Products and manufacturing are typically thin-margin businesses with cost savings available through many techniques and industry standards. Laws come into play that complicate the picture as well. For this discussion, let’s agree to leave politics at the door and focus on the business of contracting. Also, as a disclaimer, this conversation gets very sticky, very fast. Be extremely careful as fines and repercussions are severe.

According to jdsupra.com, the concept from a legal standpoint of Made in America started around 1933. Put yourself in that time. Pre-World War II with a geopolitical environment beginning to get dicey. The Jones Act, which was actually part of a bigger law (Merchant Marine Act of 1920), effecting logistics involved to get foreign products into US markets. Later the Trade Agreements Act of 1979 defined a list of countries that would be considered compliant for manufacturing standards. Think child labor laws, working conditions and the like. Real money is involved here.

One of the largest, most ubiquitous contract vehicles in government contracting is the GSA Schedule. Think of GSA Advantage like Amazon.com for government. There are restrictions though. We start getting into “non-manufacturing rule” and “substantial transformation” determinations. Letters of Supply and Country of Origin certifications put company’s on guard as well.

For those of us who nerd-out on stuff like this, bedtime reading is FAR Subpart 25.4 and 19 U.S.C 2512. For GSA holders, those clauses would be 52.225-5, 52.212-3(g)(4), 52.335-6, SCP-FSS-003 and SCP-FSS-004.

Here’s why it matters. If you sell any products to any government customer, be on the look out for updates in policy. If your product was granted a waiver or close to the threshold before, here is your warning/head’s up. This executive order does not define numbers. It directs each agency to update and increase dollar thresholds and domestic manufacturing thresholds above previous levels. Those revised levels will follow in days to come. Another development here is waivers will be available on public websites. I assume previous waivers were available in some form or fashion, if nothing else through Freedom of Information Act requests, but now they will be more accessible.

This is also not a shock. Production has been a political point of interest for both parties for some time. Congressional Inquires on the topic go back with recent 2016 and 2017 questions forcing GSA to conduct investigations.

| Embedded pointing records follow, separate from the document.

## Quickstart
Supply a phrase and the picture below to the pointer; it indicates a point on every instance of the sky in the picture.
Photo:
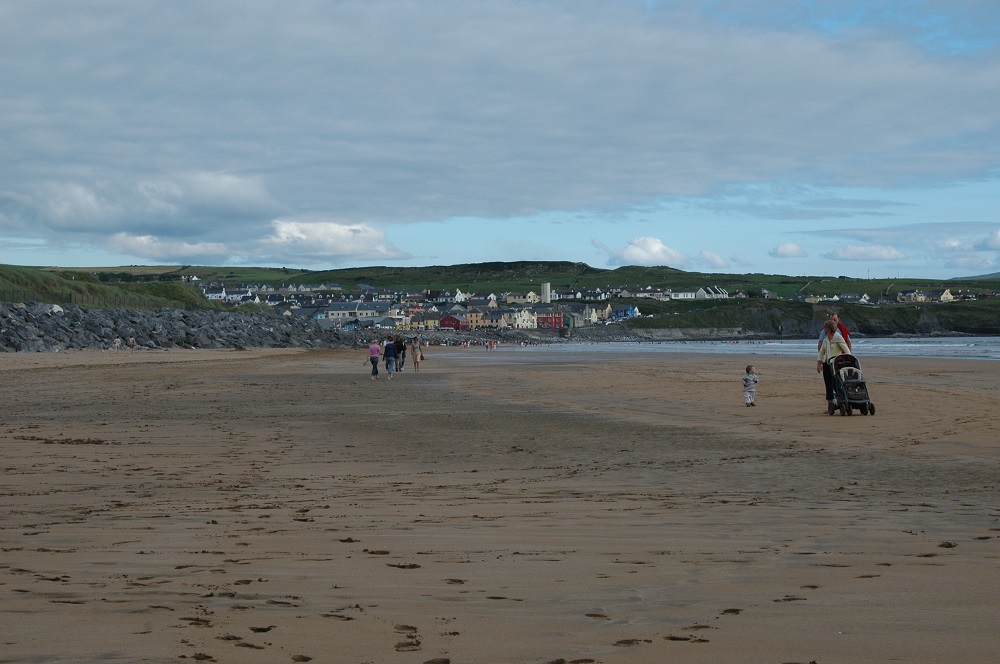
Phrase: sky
(855, 138)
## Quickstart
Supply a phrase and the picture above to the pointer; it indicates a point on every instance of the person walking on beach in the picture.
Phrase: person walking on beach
(400, 352)
(374, 355)
(389, 355)
(750, 386)
(415, 352)
(831, 346)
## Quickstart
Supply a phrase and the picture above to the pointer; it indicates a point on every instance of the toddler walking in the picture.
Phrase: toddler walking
(750, 386)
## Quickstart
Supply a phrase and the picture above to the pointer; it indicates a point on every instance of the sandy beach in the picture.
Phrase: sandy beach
(508, 506)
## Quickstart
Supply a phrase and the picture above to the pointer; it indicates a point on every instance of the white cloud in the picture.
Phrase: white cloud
(328, 242)
(73, 206)
(180, 124)
(865, 253)
(990, 243)
(644, 251)
(787, 250)
(154, 248)
(712, 260)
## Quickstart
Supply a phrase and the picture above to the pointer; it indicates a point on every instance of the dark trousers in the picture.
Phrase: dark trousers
(828, 380)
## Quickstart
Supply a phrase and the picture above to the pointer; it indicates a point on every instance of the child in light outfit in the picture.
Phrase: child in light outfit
(750, 386)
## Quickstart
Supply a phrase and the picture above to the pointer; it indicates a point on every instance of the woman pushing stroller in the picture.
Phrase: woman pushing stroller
(832, 345)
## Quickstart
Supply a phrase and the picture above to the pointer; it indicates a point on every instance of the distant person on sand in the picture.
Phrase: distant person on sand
(844, 332)
(400, 352)
(374, 355)
(831, 346)
(750, 385)
(389, 355)
(415, 352)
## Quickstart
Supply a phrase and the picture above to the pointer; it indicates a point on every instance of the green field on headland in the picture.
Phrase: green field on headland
(147, 287)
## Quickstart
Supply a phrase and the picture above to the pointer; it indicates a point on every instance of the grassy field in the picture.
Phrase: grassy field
(143, 287)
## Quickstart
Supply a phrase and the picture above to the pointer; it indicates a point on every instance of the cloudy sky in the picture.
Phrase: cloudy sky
(839, 137)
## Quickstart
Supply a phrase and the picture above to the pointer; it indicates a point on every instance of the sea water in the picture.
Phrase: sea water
(976, 348)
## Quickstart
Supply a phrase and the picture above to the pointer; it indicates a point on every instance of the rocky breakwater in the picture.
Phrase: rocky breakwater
(48, 327)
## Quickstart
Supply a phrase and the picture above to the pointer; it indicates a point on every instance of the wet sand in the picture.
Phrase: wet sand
(514, 506)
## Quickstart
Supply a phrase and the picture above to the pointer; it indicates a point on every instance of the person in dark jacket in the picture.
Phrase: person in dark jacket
(400, 353)
(389, 355)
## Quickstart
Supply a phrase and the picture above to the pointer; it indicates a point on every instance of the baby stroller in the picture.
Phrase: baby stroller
(849, 386)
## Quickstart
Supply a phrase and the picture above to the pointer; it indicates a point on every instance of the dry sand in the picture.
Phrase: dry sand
(279, 506)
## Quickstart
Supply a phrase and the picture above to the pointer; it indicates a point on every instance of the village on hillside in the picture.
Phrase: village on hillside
(370, 307)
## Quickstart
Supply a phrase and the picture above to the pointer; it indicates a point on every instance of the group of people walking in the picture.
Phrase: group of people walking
(834, 340)
(393, 355)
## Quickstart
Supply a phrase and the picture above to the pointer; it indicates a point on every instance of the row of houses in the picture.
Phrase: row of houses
(320, 294)
(400, 316)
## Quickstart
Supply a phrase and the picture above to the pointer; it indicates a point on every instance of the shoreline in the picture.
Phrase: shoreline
(261, 506)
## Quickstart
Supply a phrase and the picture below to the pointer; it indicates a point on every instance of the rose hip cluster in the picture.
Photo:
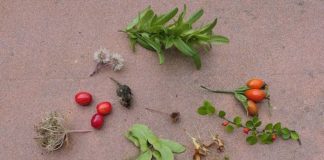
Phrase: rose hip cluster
(254, 91)
(103, 108)
(257, 92)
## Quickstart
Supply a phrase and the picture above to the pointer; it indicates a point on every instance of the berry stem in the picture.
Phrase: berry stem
(217, 91)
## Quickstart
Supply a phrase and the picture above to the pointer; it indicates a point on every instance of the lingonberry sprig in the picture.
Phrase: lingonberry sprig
(255, 90)
(251, 127)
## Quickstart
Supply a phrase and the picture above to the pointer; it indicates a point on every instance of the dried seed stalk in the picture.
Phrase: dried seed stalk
(52, 133)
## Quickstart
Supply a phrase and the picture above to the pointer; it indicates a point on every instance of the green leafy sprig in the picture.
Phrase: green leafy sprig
(156, 32)
(266, 136)
(152, 147)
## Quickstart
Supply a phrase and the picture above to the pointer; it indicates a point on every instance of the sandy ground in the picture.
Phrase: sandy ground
(46, 55)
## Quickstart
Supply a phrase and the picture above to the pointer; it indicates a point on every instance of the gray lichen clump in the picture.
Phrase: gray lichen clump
(52, 133)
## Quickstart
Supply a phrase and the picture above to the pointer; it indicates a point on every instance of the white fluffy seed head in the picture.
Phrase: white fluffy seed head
(116, 61)
(101, 56)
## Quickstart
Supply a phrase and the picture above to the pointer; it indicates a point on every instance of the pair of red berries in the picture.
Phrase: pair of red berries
(103, 108)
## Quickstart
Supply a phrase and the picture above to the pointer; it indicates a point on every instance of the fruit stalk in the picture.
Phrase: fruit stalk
(217, 91)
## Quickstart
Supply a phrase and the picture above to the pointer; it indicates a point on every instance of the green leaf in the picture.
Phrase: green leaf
(266, 138)
(252, 139)
(166, 153)
(257, 124)
(209, 27)
(218, 39)
(161, 20)
(145, 156)
(277, 127)
(206, 109)
(237, 120)
(249, 124)
(255, 120)
(242, 89)
(194, 17)
(241, 98)
(285, 133)
(174, 146)
(221, 114)
(135, 21)
(157, 155)
(133, 139)
(229, 128)
(294, 135)
(269, 127)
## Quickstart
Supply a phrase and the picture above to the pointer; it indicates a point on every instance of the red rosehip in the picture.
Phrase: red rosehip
(274, 137)
(83, 98)
(104, 108)
(97, 121)
(225, 123)
(246, 130)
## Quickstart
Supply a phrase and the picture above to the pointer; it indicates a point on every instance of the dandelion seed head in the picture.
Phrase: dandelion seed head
(101, 56)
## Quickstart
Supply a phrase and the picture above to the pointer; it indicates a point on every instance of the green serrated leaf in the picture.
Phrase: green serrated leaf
(237, 120)
(229, 128)
(251, 140)
(221, 114)
(206, 109)
(145, 156)
(174, 146)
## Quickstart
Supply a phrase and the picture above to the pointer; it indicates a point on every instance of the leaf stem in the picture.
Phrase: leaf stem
(217, 91)
(78, 131)
(242, 125)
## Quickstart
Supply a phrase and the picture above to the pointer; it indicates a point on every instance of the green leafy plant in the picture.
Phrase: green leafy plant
(156, 32)
(248, 96)
(152, 147)
(251, 127)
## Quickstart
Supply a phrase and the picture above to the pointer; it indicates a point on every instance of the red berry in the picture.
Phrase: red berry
(97, 121)
(274, 137)
(246, 130)
(83, 98)
(225, 123)
(104, 108)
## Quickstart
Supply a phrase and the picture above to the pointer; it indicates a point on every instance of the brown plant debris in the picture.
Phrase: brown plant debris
(52, 133)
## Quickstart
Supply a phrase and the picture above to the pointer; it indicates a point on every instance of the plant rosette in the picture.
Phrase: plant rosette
(251, 127)
(255, 90)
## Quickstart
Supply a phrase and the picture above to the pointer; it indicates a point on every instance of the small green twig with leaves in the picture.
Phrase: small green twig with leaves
(251, 127)
(254, 91)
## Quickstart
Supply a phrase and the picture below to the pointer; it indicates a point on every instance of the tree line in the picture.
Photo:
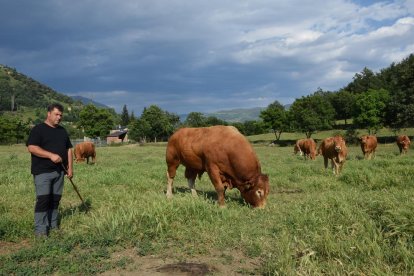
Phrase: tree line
(370, 101)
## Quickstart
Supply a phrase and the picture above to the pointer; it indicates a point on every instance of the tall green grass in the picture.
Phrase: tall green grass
(361, 222)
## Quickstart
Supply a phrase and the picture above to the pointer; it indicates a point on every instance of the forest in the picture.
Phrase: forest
(371, 101)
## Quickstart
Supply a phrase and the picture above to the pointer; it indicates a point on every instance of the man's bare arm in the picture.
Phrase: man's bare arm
(38, 151)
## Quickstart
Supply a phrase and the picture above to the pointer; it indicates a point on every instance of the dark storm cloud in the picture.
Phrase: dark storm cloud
(201, 55)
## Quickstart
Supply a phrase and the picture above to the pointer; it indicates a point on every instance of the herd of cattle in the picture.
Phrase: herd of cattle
(230, 161)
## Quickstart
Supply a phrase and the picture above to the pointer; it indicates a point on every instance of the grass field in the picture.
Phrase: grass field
(361, 222)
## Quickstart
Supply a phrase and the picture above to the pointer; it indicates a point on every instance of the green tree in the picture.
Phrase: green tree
(398, 79)
(195, 119)
(153, 125)
(95, 122)
(139, 130)
(13, 130)
(125, 116)
(312, 113)
(370, 109)
(275, 117)
(343, 102)
(252, 127)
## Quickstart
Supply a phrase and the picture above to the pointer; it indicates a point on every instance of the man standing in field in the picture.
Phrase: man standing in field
(51, 151)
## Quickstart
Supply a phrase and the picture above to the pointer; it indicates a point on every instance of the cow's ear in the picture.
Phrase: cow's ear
(260, 193)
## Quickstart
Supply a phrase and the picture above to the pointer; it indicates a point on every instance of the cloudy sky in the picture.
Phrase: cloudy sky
(203, 56)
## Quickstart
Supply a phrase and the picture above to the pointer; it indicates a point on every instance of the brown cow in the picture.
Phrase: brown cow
(334, 148)
(368, 145)
(85, 150)
(306, 147)
(225, 155)
(403, 143)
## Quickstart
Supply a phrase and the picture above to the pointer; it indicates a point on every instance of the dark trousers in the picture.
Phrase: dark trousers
(49, 188)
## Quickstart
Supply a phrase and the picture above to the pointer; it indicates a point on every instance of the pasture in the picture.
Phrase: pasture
(361, 222)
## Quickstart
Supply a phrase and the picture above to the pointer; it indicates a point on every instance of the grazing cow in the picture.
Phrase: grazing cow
(297, 147)
(334, 148)
(85, 150)
(368, 146)
(403, 143)
(225, 155)
(306, 147)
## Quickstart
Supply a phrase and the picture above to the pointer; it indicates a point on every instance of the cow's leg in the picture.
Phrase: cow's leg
(214, 174)
(333, 166)
(191, 176)
(325, 162)
(171, 172)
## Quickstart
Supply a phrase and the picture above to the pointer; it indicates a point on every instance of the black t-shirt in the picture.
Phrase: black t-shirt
(53, 139)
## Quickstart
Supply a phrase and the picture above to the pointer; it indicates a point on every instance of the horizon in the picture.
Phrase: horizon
(205, 57)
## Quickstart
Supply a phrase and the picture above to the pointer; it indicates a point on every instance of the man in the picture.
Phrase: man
(51, 151)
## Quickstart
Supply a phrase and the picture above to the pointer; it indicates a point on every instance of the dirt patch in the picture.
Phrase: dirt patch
(215, 264)
(12, 247)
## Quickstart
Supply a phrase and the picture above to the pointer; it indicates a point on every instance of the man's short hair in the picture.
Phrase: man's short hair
(53, 106)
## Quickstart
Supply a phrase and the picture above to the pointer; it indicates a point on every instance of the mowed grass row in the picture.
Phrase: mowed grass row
(361, 222)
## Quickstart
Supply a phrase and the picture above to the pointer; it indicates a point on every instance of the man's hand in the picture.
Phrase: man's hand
(69, 173)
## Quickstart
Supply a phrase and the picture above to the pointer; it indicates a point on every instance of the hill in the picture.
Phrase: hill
(18, 91)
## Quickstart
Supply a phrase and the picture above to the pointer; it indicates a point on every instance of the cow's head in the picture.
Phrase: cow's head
(256, 193)
(338, 143)
(363, 139)
(406, 142)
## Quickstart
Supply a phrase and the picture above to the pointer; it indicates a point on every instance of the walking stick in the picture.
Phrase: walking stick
(75, 188)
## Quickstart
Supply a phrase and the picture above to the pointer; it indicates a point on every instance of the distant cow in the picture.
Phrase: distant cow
(225, 155)
(85, 150)
(403, 143)
(368, 145)
(334, 148)
(306, 147)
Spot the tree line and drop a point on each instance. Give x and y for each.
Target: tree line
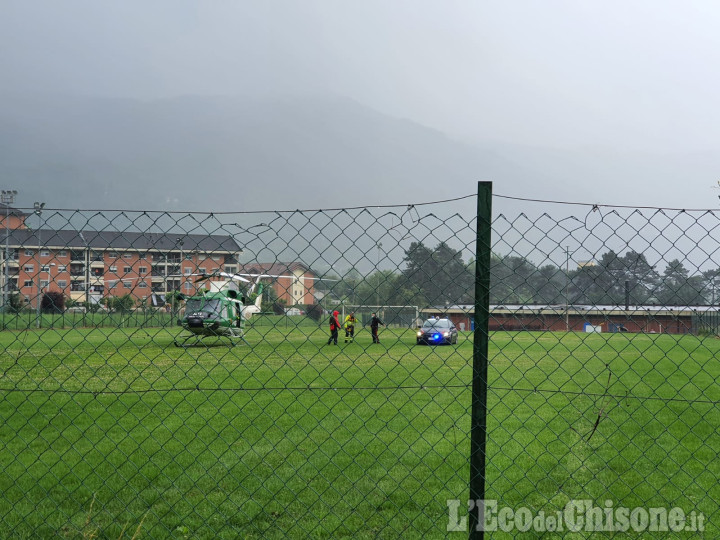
(436, 276)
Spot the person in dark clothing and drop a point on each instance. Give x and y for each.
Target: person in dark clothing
(375, 322)
(334, 327)
(350, 321)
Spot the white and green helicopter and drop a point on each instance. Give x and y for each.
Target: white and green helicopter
(222, 309)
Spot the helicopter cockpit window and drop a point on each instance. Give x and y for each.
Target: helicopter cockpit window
(211, 306)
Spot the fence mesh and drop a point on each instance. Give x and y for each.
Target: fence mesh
(174, 374)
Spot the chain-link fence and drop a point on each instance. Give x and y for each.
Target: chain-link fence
(360, 372)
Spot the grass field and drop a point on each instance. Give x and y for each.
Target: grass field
(107, 430)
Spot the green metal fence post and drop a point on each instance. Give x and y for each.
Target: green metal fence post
(478, 427)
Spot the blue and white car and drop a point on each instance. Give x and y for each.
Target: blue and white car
(437, 332)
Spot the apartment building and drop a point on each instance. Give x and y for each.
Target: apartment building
(90, 265)
(296, 288)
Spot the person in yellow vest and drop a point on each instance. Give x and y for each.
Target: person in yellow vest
(350, 321)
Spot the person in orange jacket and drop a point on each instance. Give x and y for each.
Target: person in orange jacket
(334, 327)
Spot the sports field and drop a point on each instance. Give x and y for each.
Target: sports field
(107, 431)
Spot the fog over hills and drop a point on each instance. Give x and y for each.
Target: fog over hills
(224, 154)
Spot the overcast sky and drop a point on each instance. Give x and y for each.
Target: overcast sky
(600, 78)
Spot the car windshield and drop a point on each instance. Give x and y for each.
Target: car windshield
(195, 305)
(431, 324)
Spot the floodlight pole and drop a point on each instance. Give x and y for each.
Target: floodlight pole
(8, 198)
(481, 339)
(38, 211)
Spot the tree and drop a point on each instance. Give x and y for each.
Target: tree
(440, 274)
(677, 287)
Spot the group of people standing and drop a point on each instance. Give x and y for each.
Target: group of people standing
(349, 326)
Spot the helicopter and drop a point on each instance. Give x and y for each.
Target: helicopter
(221, 310)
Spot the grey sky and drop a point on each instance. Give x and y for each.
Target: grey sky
(627, 89)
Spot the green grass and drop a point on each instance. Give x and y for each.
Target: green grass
(288, 437)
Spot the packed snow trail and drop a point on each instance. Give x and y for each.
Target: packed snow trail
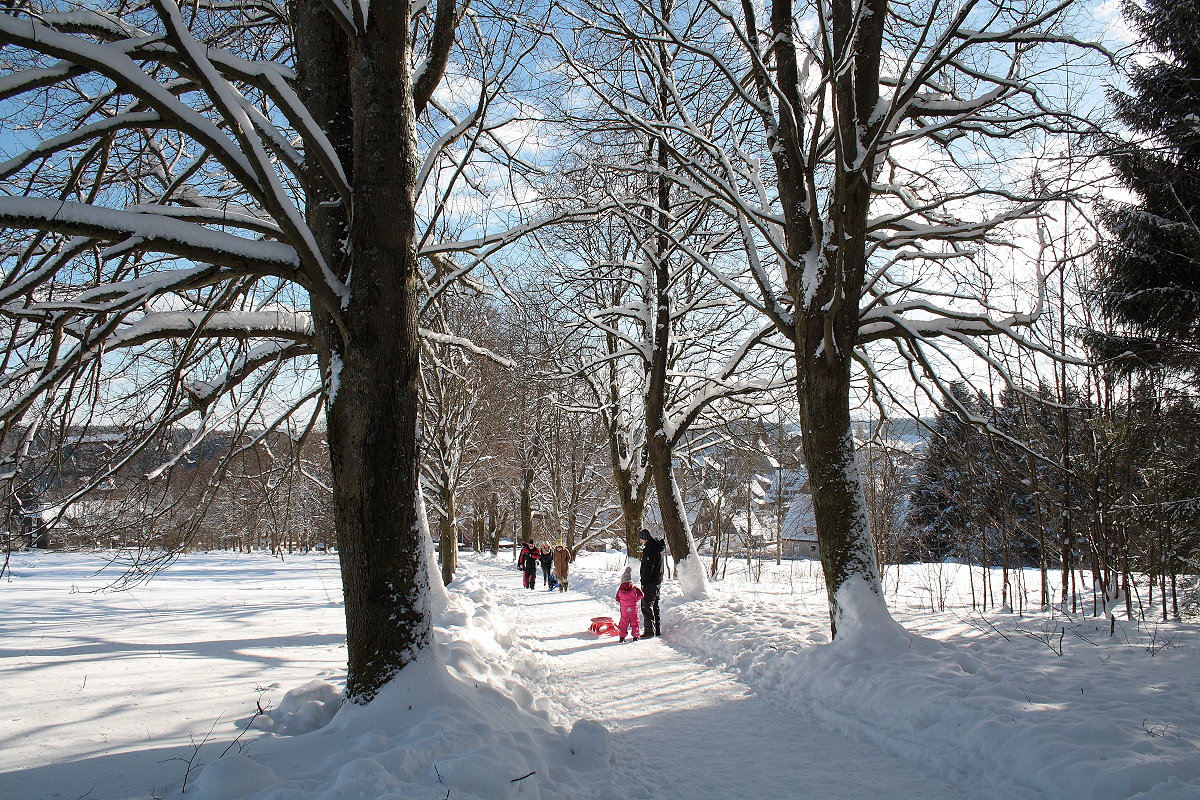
(682, 731)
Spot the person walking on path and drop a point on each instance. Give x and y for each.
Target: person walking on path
(652, 578)
(546, 558)
(563, 559)
(528, 565)
(628, 595)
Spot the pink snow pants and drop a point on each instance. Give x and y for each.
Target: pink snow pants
(629, 619)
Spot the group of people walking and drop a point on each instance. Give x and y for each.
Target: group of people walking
(555, 563)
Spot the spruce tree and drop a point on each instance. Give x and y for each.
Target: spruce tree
(1150, 266)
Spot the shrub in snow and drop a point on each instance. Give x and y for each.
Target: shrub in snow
(303, 709)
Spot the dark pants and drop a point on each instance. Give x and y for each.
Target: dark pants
(651, 623)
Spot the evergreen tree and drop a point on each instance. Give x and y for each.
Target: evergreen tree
(1150, 268)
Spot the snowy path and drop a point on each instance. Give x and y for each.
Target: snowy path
(683, 731)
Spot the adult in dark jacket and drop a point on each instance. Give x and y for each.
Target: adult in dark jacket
(652, 577)
(546, 558)
(528, 565)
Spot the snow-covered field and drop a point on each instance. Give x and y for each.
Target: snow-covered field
(130, 695)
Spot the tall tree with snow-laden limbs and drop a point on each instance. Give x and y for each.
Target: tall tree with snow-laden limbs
(865, 152)
(1150, 266)
(221, 199)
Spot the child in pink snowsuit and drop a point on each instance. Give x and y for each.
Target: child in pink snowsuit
(628, 597)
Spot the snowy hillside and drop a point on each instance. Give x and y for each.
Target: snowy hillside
(127, 695)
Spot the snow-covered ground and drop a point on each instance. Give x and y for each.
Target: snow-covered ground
(126, 695)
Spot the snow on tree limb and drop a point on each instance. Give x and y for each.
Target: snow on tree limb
(149, 233)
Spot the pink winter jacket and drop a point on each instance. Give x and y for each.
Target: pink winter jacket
(629, 595)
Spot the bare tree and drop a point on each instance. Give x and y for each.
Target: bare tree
(833, 134)
(233, 226)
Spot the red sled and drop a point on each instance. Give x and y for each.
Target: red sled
(603, 626)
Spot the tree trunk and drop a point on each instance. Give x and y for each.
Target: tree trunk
(526, 503)
(373, 359)
(448, 536)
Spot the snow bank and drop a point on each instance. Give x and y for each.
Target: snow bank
(1006, 705)
(460, 722)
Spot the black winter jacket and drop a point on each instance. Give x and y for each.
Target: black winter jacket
(652, 561)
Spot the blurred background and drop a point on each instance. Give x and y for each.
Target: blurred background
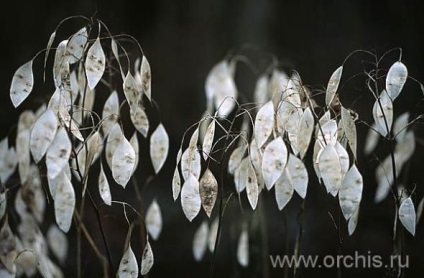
(182, 41)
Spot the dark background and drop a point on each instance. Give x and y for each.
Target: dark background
(183, 40)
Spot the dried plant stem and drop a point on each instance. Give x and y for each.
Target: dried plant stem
(90, 240)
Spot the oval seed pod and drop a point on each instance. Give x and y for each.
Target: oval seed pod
(213, 232)
(190, 163)
(110, 112)
(400, 126)
(349, 129)
(350, 193)
(208, 139)
(139, 119)
(58, 242)
(147, 259)
(298, 175)
(176, 184)
(146, 77)
(274, 161)
(252, 188)
(330, 169)
(333, 85)
(104, 188)
(159, 147)
(123, 161)
(407, 215)
(240, 174)
(154, 220)
(58, 153)
(264, 123)
(76, 44)
(190, 198)
(128, 267)
(42, 134)
(22, 84)
(64, 204)
(353, 222)
(395, 79)
(208, 187)
(132, 90)
(95, 64)
(283, 189)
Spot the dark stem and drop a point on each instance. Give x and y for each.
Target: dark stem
(102, 231)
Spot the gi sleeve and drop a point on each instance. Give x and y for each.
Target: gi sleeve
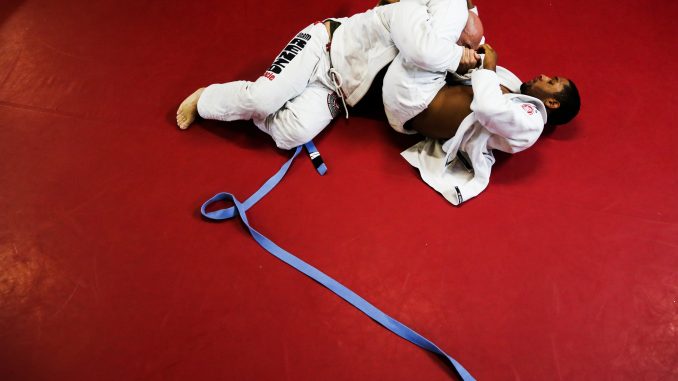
(519, 123)
(427, 36)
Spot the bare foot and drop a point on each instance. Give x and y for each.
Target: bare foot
(188, 109)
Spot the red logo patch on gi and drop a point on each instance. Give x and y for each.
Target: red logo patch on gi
(333, 104)
(529, 109)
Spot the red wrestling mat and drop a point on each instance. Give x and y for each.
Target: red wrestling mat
(565, 268)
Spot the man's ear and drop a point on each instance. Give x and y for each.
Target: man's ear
(551, 103)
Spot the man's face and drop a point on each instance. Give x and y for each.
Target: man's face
(543, 87)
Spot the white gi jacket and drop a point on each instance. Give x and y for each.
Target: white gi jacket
(460, 167)
(424, 31)
(408, 89)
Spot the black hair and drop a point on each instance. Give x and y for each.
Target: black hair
(569, 105)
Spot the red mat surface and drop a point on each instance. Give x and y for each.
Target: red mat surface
(565, 268)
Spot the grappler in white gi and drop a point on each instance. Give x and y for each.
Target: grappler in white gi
(334, 62)
(463, 124)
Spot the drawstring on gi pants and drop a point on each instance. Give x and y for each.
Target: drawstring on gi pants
(333, 73)
(336, 81)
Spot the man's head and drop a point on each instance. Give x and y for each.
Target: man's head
(473, 32)
(560, 96)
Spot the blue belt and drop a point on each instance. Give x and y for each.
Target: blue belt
(373, 312)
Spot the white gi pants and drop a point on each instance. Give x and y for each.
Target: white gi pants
(292, 102)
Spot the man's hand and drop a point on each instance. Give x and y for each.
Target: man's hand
(469, 60)
(490, 61)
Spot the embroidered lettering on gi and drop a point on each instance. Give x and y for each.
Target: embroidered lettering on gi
(287, 55)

The take away for companies with high or total domestic production are at an advantage because of this. Contracting Officers remain the decision authority to a great extend but the field is closing. Understand and be proactive. I would not recommend making significant investment in offshore manufacturing facilities if your intended market in public sector.

Another interesting nuance to this action may be in evaluation criteria for contract awards. Typically, contracts have defined standards for selection. Lowest Price, Technically Acceptable is what we all think of for getting the cheapest item that does the job. The other manner of select is Best Value. Those parameters can be more subjective and up to the Contracting Officers discretion. With the final provision in the Executive Order the President direct:

“Directs a cross-agency review of all domestic preferences. The order requires agencies to report on their implementation of current Made in America laws and make recommendations for achieving the President’s Made in America goals, and to continue to do so on a bi-annual basis. This review includes a requirement that agencies submit recommendations for ways to ensure items offered to the general public on federal property are Made in America — to the fullest extent possible—and to consider service industries in addition to manufacturing.”

Striking here is this may give Best Value selections the ability to select based on percentage of country of origin. Note also, the last line, “and to consider service industries in additional to manufacturing”. This is not just a conversation about production.

So, will we see selection criteria of Technical, Past Performance, Price and Country of Origin? To early to tell but keep your eyes open!